Hodgson acknowledges that the mistake concerning Kreinberg, Alexander, and Sorin should have been caught, and adds that the matter of who serves on the board currently is not an issue, since the backdating problems happened several years ago.

Minow says The Corporate Library’s research is pulled from its database of SEC filings. “If they’re not updated, then our information is not updated,” she says.

The Corporate Library lists Comverse and its two subsidiaries as having six directors who sit on more than one implicated board, although not all six have served together at the same time, according to Tunnard.

Besides the former Comverse board members, the report lists Juniper Networks CEO Scott Kriens and VeriSign CEO Stratton Sclavos as key connectors, and shows links between their respective companies and Equinix (Kriens) and Intuit (Sclavos).

VeriSign spokesman Brian O’Shaughnessy disputes the report’s findings. “Neither one of these CEOs [Sclavos and Kriens] serves on an audit committee or compensation committee,” he told “I fail to see how they draw their conclusions. Their contention is specious.” The report says VeriSign has five directors sitting on the boards of other implicated companies; however, it lists only four: Kriens, Sclavos, Roger Moore, and Gregory Reyes. Reyes is no longer on the board, O’Shaughnessy says.

A spokesman for Juniper says The Corporate Library’s claim is irrelevant since Kriens doesn’t serve on the audit or compensation committee of those boards. Intuit spokeswoman Diani Carlini says she did not notice any inaccuracies in the report. After Intuit announced this past summer that a special committee investigating its past options-granting practices had uncovered no evidence of fraud or intentional wrongdoing, the company decided not to comment further on the issue, she adds.

The Corporate Library researchers drew their conclusions when they noticed during their work on another backdating report that a higher level of interconnectedness exists among directors than they would have expected from a randomly selected sample, they wrote. The report, available on The Corporate Library’s Website for $1,100, includes simple tables and graphs outlining the web of the directors and executives’ relationships and notes that certain people are the key connectors substantiating their hypothesis.
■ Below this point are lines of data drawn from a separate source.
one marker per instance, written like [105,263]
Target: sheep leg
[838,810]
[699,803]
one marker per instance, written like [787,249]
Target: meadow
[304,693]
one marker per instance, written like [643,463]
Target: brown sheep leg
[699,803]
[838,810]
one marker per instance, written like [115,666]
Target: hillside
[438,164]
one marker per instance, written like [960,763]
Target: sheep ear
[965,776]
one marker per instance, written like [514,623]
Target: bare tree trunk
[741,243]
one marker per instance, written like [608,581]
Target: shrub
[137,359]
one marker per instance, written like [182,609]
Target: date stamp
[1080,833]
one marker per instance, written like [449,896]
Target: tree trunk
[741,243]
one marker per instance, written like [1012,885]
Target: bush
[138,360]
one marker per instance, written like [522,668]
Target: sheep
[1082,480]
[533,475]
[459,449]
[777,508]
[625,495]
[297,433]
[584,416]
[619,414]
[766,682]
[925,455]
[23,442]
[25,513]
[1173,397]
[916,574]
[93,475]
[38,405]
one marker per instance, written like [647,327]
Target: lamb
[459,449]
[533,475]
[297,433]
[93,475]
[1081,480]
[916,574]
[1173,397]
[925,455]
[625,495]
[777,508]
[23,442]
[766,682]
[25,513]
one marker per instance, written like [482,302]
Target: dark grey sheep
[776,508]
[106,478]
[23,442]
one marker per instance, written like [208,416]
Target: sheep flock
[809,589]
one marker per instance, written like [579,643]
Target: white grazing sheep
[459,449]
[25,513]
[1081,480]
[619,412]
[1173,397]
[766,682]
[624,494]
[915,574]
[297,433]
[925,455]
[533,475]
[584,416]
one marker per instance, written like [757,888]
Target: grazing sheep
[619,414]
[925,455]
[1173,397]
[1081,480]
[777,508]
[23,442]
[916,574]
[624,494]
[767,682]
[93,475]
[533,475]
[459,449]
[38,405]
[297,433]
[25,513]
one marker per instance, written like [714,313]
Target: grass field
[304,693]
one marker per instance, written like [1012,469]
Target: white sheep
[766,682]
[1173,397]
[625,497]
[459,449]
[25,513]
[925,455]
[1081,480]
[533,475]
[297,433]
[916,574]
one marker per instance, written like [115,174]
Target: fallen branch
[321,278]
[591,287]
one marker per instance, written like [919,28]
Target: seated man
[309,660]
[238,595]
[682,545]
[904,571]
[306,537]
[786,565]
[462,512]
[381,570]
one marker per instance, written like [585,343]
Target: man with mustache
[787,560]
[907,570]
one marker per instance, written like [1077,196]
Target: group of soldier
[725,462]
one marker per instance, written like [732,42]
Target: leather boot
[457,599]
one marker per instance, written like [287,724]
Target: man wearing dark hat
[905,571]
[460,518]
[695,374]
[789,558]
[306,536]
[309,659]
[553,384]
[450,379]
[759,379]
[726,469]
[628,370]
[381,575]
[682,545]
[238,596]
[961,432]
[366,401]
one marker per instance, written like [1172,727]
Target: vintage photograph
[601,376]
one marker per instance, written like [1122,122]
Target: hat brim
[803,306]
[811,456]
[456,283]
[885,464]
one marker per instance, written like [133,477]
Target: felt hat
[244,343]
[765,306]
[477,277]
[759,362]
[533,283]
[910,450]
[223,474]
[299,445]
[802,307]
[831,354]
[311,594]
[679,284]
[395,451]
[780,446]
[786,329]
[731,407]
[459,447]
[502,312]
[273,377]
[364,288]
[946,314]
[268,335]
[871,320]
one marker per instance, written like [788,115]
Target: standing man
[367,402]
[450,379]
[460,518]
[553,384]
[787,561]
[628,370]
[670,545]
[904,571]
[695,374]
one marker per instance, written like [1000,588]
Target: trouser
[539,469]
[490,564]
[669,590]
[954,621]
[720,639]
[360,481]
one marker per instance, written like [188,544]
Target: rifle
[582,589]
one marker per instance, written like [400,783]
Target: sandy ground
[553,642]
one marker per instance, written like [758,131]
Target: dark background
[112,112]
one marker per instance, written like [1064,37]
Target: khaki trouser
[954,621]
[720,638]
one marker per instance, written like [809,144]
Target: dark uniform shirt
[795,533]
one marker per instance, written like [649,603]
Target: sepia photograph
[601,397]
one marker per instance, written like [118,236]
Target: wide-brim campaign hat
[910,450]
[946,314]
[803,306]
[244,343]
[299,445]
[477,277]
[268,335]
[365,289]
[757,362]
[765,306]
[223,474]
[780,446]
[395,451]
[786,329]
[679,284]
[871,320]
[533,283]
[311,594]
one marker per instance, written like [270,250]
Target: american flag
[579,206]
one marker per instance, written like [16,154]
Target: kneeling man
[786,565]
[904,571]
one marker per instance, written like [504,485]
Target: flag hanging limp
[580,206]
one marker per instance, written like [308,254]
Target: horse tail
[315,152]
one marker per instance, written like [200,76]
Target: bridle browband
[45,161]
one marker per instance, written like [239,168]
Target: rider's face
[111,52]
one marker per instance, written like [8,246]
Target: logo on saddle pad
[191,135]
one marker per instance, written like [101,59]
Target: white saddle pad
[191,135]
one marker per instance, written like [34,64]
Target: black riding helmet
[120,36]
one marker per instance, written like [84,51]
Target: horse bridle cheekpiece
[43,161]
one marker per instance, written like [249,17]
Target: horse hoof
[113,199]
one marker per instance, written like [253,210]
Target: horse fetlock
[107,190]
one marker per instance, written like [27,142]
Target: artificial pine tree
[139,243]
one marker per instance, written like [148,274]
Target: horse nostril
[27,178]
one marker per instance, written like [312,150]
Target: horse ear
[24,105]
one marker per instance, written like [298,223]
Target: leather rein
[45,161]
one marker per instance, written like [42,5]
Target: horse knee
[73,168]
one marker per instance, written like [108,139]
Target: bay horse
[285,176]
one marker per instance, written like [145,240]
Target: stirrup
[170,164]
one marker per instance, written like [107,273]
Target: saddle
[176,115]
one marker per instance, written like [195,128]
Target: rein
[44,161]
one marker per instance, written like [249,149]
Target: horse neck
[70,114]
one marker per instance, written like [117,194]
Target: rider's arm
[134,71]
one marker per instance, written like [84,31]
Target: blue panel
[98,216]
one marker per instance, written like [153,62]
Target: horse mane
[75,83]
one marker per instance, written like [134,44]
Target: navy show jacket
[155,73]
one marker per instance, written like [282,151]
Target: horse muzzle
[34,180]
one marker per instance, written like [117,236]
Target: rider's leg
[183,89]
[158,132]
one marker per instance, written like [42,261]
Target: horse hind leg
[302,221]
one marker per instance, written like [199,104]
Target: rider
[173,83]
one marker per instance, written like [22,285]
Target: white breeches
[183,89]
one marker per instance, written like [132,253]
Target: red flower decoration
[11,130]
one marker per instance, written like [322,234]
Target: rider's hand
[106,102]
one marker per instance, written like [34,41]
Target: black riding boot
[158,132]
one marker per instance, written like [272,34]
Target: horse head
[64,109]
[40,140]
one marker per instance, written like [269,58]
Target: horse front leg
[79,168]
The researchers say that although the findings cannot “definitively” prove the judgment that directors serving on more than one board spread the practice of backdating, current social-networking theories could support it. Yet Catherine Bromilow, a partner with PricewaterhouseCoopers, wonders if there’s more to be seen in the fact that most of these companies are in technology. The idea of backdating could have spread among common service providers as easily as it could have spread among common directors, she suggests.
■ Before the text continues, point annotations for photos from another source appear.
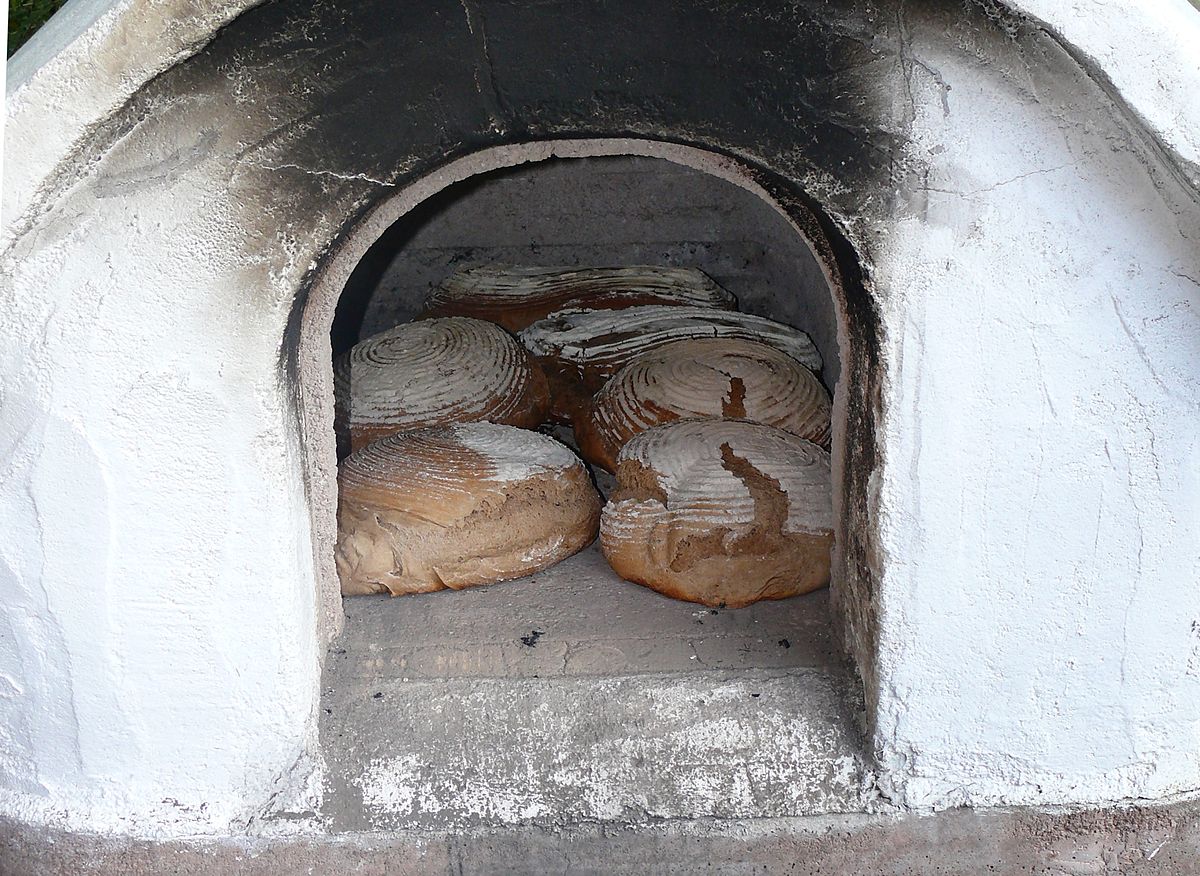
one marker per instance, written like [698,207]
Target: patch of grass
[25,17]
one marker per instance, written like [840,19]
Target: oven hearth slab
[576,697]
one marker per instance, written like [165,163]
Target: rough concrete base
[576,697]
[1164,841]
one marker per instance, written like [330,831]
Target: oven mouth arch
[855,414]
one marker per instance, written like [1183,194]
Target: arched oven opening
[571,693]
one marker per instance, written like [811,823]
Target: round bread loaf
[435,372]
[454,507]
[720,513]
[581,349]
[515,297]
[702,378]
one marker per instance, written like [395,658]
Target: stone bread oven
[1001,213]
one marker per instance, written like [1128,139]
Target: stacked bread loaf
[714,423]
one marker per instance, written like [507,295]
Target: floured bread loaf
[702,378]
[460,505]
[515,297]
[720,513]
[438,371]
[581,349]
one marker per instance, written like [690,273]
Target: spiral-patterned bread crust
[703,378]
[515,297]
[721,513]
[460,505]
[439,371]
[594,345]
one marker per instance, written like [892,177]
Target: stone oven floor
[576,697]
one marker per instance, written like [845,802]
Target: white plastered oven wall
[105,557]
[1039,504]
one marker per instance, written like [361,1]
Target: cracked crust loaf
[435,372]
[515,297]
[581,349]
[702,378]
[720,513]
[461,505]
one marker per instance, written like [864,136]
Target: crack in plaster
[312,172]
[492,101]
[1001,184]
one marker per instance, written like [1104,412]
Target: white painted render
[1041,498]
[1038,502]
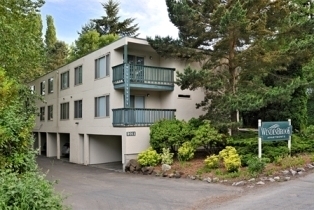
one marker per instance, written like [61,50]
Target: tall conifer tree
[238,43]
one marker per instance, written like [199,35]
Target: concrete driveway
[95,188]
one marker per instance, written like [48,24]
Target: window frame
[62,87]
[78,109]
[65,114]
[43,88]
[106,66]
[42,113]
[78,75]
[50,85]
[33,89]
[97,106]
[50,113]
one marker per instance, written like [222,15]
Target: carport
[105,149]
[51,145]
[43,143]
[36,142]
[64,142]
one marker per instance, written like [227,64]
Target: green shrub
[148,157]
[288,162]
[27,191]
[212,161]
[186,151]
[208,137]
[231,159]
[168,134]
[166,156]
[256,165]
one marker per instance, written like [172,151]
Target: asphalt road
[94,188]
[292,195]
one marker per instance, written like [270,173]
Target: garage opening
[52,145]
[65,146]
[43,143]
[105,151]
[36,142]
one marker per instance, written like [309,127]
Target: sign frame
[274,131]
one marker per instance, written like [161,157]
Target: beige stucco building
[103,103]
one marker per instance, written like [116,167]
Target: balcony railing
[148,75]
[140,117]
Still, common board members or another link “could just be simply a coincidence,” says Bromilow. She stresses that she hasn’t seen The Corporate Library’s entire report.

The Corporate Library alludes to the high-tech connection by highlighting that many of the companies accused of backdating in Silicon Valley have used the law firm Wilson Sonsini Goodrich & Rosati for initial public offerings and ongoing legal services. (The firm did not return a call requesting comment.) Tech businesses have been known to use more stock options as compensation than others, and “some would argue technology companies have been less stringent on the formalities of standard governance procedures over more established companies,” says Elson.

The issues raised in the report are important for weighing the effectiveness of boards and individual directors, Minow contends. “We are tracking relationships, and relationships are important historically,” she says. “We are talking about things that happened in the past.”

The researchers intended to show a link between the common, high-level people involved in backdating investigations, according to Hodgson. “We were trying to communicate as quickly and clearly as possible the links between a director who serves on one board with an employee of another company.”